When will this line end? And how?
by Michael S. Kaplan, published on 2005/05/22 19:38 -04:00, original URI: http://blogs.msdn.com/b/michkap/archive/2005/05/22/420890.aspx
I have talked about Chris Walker before.
He is one of guys behind Notepad.exe for several versions, watching this uber-layer around a Win32 EDIT control be morphed into what some consider to be the most-used plain text editor on the planet.
Often when people complain about behavior of international text in Word or Wordpad, I ask them to try it in Notepad -- I can easily determine if the problem is an issue in Word, RichEdit, or Uniscribe in this way).
Anyway, after the first time I had posted about Notepad, Chris had suggested a bunch of interesting topics, and this post is about one of those topics.
How can you tell how a line ends?
Easy on Windows -- just put in a CARRIAGE RETURN followed by a LINEFEED (U+000d U+000a).
Easy in a completely incompatible way on UNIX platforms -- just a LINEFEED (U+000a) and nothing else (the C standard kind of does this, too, thus the rules about files opened in TEXT mode in the C Runtime).
And also easy in a compeletly different, completely incomaptible way for some Apple system, which use the CARRIAGE RETURN (U+000d) alone (although the fact that the newer versions have a UNIX base make me wonder hether all of this is harder on an Apple now given the CR backcompat and the LF platform issue!).
As Raymond Chen discussed last year in Why is the line terminator CR+LF?, there are a lot of people who wished that Notepad dealt with files that had only an LF, since lots of text files (such as the ones in the Unicode Character Database) have a .TXT filetype but Notepad cannot open them directly without assuing the whole file is on one line.
But course it is not Notepad that is responsible for this functionality as much as the system EDIT control, which has its own rules about lines used by messages like EM_GETLINE and EM_GETLINECOUNT. Rules that would need to undergo some pretty big changes if the fundamental plain text definition of a line delimiter on Windows platforms ever changed.
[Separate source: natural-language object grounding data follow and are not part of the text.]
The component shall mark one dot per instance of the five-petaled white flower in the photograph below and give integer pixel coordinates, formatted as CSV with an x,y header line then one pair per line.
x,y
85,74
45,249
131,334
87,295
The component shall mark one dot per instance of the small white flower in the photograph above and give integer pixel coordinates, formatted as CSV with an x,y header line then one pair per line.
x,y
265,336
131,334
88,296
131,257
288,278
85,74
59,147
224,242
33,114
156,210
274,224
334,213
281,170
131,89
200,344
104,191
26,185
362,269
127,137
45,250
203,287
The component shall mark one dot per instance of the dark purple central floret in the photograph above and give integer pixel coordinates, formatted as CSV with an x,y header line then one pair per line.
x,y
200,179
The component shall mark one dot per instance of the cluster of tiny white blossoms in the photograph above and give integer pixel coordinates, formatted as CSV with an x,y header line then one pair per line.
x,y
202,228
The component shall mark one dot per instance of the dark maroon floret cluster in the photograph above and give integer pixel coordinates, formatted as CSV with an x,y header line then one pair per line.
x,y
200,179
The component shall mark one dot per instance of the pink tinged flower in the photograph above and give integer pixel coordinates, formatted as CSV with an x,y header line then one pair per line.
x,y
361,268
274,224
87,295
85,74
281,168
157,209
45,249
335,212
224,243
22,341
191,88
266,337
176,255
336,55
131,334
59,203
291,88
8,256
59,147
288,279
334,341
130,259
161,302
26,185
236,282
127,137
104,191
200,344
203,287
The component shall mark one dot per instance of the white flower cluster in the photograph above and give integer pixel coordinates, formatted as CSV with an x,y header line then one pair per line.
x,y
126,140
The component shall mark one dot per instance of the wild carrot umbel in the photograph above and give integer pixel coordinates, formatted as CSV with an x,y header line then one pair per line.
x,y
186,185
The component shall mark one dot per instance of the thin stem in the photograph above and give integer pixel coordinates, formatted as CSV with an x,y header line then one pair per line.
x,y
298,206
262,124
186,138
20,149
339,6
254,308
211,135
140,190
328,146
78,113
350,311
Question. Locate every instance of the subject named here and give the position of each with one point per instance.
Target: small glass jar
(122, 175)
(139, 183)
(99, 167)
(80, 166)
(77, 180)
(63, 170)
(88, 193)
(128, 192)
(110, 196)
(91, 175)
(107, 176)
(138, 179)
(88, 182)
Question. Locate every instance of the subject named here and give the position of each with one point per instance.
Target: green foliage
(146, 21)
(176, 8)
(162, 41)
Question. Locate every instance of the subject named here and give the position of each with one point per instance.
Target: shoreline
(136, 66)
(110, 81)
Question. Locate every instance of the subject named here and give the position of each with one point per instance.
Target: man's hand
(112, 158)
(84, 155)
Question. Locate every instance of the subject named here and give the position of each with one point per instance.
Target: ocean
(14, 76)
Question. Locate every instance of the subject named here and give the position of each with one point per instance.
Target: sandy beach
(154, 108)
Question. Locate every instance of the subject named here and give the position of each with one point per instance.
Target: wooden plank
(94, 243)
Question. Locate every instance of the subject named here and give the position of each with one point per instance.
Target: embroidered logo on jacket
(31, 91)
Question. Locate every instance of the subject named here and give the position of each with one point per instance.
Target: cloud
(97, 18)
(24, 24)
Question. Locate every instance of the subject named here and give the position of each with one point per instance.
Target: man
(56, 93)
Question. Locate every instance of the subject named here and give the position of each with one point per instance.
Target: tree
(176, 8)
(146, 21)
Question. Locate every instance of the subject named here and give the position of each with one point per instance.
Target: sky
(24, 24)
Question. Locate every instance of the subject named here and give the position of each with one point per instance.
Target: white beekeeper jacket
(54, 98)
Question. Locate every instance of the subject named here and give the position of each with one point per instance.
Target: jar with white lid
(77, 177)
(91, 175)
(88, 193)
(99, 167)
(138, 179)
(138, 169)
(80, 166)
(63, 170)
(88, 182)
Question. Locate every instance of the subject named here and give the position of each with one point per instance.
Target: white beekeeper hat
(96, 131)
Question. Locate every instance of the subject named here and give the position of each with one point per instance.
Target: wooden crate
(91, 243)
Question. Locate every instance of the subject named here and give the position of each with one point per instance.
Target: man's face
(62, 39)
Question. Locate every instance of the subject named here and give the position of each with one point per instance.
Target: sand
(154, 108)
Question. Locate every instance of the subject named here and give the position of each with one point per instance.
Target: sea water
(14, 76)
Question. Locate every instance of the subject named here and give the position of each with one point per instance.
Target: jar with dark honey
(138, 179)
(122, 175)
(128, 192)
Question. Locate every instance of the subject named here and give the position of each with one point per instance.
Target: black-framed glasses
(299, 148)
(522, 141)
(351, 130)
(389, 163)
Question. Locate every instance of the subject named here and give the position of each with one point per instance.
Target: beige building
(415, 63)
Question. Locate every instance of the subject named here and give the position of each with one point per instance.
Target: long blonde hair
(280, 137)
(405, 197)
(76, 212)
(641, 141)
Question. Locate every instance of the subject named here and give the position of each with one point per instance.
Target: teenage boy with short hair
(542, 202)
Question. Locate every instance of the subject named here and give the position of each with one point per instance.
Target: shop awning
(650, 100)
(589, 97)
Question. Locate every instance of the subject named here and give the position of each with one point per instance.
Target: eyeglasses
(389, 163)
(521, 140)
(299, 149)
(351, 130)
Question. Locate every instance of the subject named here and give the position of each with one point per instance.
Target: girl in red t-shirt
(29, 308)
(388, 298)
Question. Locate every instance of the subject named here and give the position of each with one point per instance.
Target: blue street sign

It would probably have to be a new set of messages, or a mode for the control. Or people could just use WordPad and the RichEdit control, that does the right thing with different line delimiters already. With some very interesting (where interesting is defined as potentially scary!) performance concerns....
Fixing an occurrence of this problem was actually one of the changes I was able to make in the Micrsoft Access Import Text Wizard, which had the same problem for many versions. Then Jet 4.0 came out, with the ability to not only handle the multiple line terminators (which exised before) but also different encodings (which was definitely a new feature). The problem for these prior versions was that the wizard was using VBA's file I/O functions to load its sample text, and VBA is limited to the default system code page and CRLF (so the wizard would either show junk, or throw an error for a single line being too big -- a problem described in the KB in article 149946). It was a pleasure to fix both problems at the same time by getting away from VBA's inflexible file i/o system here. :-)
# Rosyna on 22 May 2005 10:41 PM:
What about The <a href="http://www.fileformat.info/info/unicode/char/0085/index.htm">new
line/control</a> character U+0085?
FWIW, All the OS X text controls (excluding some old, very deprecated QuickDraw controls) will load text with any line ending. New lines get the line format of the file instead of the line format of the OS.
# TheMuuj on 22 May 2005 11:36 PM:
Text control or not, I think notepad should go to some extra trouble to support LF instead of CR-LF. I can't tell you how often I'm annoyed that I have to load WordPad because of a Unix text file. And seeing as CR-LF seems redundant to me (unless you're a printer), I'd have to say that Unix is smarter here.
Now, the big question is, why is it that some pieces of software I have come across over the years have FOUR modes? LF (Unix), CR (Mac), CR-LF (Windows), LF-CR (WTF???)
# Michael S. Kaplan on 23 May 2005 12:36 AM:
Well, one never knows what a future version may bring. But of all of the possible features, CR or LF newline capabilities is not really highest on my list of features I want to see in Notepad.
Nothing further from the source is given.